A New Future Derailed My Current Path

Yesterday, I was told I tested positive for HIV.

I was called into the doctor’s office, after having blood drawn for my Peace Corps end-of-service physical, and was told I tested positive for HIV.

I sat there still, hearing the words be replayed in my head. I was told I tested positive for HIV.

How? The doctor asked if I had taken part in any potentially risky behaviors. Unprotected sex? Sex with high-risk partners? Intravenous drug use?

Then the doctor said, “Maybe it was your cut that was stitched in the local hospital… if sterile material wasn’t used. Its unlikely, but I just don’t know. Tyler, are you ok? You’re not reacting how I thought you would, how I would. What are you thinking? Do you have any questions?”

I had no questions. Then I had a million questions and was unable to process anything. I had tested positive for HIV.

Today, I was told I was told that the first test was a false positive. A second more extensive test declared that I was negative for HIV. Some people see their life flash before their eyes, snapshots of their past, when they have a near death experience. I actually had this happen once, in middle school, when I stepped out in front of a bus and had the bus shoot past me, inches away. This time, however, I slowly saw my future life be projected in front of me. What was going to happen? How would I now live my life?

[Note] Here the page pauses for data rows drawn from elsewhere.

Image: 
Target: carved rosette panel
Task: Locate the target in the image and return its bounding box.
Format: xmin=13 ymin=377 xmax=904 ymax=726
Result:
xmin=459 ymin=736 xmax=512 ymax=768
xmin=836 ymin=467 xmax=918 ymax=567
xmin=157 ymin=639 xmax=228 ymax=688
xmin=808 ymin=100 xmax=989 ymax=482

I spent 24 hours on edge, planning a new life. Preparing to manage a disease that would eventually claim my life. With the end more near, I began to be more aware of the present. As all this reflection was taking place behind my eyes, I was keeping this a secret from all but one person in whom I had confided in for support and guidance. You have no idea how much HIV/AIDS can come up in conversation. Four different times last night HIV/AIDS was jokingly brought up. Mickey Avalon song. A volunteer humorously commenting that they where clean, as confirmed by their end-of-service medical exam. My exam did not yield the same results. I sat there smiling, laughed, and died inside.

I was going to die. I thought I was going to die. We all know we’re going to die but one’s end is normally not so present.

As I said already, today, I was told the first test was a false positive. I don’t have HIV. I don’t have HIV. When I heard the news, every emotion I had been keeping at bay sprang forth at once. My life had been reset. Renewed. I couldn’t stand. My heart raced and I felt clean healthy blood, life, be pumped out and back from the crown of my head to my toes.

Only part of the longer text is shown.